Most FFS participants pay nothing out of their own pockets for health care, and hospitals and doctors are incentivized to provide them with as many services and tests as can be loosely justified.

But Capretta says in the paper that the Obama health bill is not reform because it attempts to stop price inflation and inefficient care through top-down government control rather than bottom-up consumer demand.

When government displaces individual choice, the seeds of dissent will be harvested.  That's why this alternative has some appeal.  Capretta goes on to say in this paper that Paul Ryan’s plan would move Medicare recipients from defined benefits to defined contributions, in which “cost-conscious consumers choose between competing insurers and delivery systems based on price and quality.”

“Beneficiaries would get to decide which insurance plan they want to enroll in. If the premium were more than the amount they are entitled to from Medicare, then they would pay the difference. If it were less, they would keep all of the savings,” Capretta says.

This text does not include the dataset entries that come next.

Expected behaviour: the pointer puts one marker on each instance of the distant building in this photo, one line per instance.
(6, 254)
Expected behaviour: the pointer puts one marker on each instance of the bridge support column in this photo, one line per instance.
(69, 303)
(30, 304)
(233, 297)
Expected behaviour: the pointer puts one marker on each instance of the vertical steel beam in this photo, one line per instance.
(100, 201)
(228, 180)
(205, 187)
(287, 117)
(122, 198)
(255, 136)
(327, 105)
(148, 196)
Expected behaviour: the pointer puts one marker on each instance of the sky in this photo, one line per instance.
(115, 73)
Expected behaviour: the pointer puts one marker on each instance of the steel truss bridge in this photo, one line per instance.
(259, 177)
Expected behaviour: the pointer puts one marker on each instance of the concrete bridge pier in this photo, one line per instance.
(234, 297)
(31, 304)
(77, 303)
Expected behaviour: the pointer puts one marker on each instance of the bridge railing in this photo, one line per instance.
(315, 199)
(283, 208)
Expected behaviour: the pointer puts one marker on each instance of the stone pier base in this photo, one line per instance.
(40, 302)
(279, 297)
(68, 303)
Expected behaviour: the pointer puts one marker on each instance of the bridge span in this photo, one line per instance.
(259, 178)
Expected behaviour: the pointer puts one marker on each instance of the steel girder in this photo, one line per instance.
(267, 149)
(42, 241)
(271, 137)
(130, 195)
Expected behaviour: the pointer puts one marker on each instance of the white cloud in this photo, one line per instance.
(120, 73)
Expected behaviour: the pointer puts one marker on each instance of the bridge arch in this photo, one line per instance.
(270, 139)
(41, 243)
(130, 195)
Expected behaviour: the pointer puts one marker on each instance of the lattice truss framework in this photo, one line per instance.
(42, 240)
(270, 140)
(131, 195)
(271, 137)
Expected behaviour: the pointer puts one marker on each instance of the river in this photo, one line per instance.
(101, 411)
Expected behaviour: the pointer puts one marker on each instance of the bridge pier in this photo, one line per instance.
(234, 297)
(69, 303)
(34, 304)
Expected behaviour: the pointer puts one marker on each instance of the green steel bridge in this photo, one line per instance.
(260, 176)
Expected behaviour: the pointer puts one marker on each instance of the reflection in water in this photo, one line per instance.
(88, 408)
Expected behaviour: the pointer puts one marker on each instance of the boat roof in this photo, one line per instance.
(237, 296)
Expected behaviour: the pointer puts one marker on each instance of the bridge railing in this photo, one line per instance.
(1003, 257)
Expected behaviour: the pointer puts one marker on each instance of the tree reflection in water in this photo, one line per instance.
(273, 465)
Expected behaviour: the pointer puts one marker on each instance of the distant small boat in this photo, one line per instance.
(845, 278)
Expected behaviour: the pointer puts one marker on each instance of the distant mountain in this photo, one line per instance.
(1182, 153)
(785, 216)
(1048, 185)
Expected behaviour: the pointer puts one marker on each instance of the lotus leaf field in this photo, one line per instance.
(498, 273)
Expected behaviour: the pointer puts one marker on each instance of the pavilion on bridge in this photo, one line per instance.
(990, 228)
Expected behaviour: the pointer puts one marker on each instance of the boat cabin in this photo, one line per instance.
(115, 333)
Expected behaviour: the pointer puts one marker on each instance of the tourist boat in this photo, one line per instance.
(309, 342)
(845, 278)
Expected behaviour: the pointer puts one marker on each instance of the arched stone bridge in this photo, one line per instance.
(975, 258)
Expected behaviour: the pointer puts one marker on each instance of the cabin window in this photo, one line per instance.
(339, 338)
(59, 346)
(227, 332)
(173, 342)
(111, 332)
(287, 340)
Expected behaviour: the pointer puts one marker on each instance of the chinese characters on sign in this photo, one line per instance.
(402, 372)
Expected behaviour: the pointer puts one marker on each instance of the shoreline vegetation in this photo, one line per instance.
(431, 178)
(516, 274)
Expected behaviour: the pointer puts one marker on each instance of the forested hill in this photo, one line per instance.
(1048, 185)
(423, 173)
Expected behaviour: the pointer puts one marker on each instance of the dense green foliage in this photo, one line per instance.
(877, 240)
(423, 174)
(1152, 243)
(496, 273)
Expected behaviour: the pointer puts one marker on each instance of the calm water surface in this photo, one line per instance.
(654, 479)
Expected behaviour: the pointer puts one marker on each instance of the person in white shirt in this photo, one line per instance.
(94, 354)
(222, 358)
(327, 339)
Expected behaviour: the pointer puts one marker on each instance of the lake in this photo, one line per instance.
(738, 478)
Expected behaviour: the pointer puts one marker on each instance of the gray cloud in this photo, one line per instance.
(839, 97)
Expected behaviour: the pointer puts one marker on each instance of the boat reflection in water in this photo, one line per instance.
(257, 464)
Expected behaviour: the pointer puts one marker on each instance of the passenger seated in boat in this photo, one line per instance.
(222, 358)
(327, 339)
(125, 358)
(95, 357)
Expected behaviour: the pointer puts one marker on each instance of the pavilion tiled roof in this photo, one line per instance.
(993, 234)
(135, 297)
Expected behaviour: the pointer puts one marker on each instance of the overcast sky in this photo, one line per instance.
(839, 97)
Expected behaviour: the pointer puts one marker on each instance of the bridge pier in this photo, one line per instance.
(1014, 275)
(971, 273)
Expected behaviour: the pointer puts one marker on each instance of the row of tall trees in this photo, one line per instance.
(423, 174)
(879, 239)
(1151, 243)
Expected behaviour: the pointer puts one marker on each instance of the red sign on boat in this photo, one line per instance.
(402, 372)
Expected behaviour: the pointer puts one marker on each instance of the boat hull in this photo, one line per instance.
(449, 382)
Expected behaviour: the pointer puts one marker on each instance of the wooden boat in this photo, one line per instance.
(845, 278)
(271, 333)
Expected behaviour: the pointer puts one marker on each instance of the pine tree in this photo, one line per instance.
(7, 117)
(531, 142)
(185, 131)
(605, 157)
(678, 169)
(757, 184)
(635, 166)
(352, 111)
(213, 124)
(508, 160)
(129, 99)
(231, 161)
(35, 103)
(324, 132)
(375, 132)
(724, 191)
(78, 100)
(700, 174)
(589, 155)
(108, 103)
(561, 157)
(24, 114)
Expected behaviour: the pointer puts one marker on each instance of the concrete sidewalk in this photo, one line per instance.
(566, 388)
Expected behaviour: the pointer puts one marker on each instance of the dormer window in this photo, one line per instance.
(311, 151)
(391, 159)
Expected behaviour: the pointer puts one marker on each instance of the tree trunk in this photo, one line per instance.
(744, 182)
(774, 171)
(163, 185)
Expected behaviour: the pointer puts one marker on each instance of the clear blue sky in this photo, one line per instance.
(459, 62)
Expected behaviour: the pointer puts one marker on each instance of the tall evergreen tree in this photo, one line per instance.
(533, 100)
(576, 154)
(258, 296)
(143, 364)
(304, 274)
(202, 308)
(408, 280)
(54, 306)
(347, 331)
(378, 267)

“Millions of otherwise passive Medicare participants would become active, cost-conscious consumers of insurance and alternative models for securing needed medical services,” Capretta writes. “Cost cutting innovation would be rewarded, not punished as it is today.”

Would it surprise you if I told you I like this market-based approach a lot more?

I have another brother, Jon, who is likewise a healthcare administrator in a small doctor-owned practice.  His take on all this muddle is that IF the Congress is turned around in November, there won't be enough votes to fund Obamacare going forward so why worry? 

That's the biggest two-letter word in the alphabet.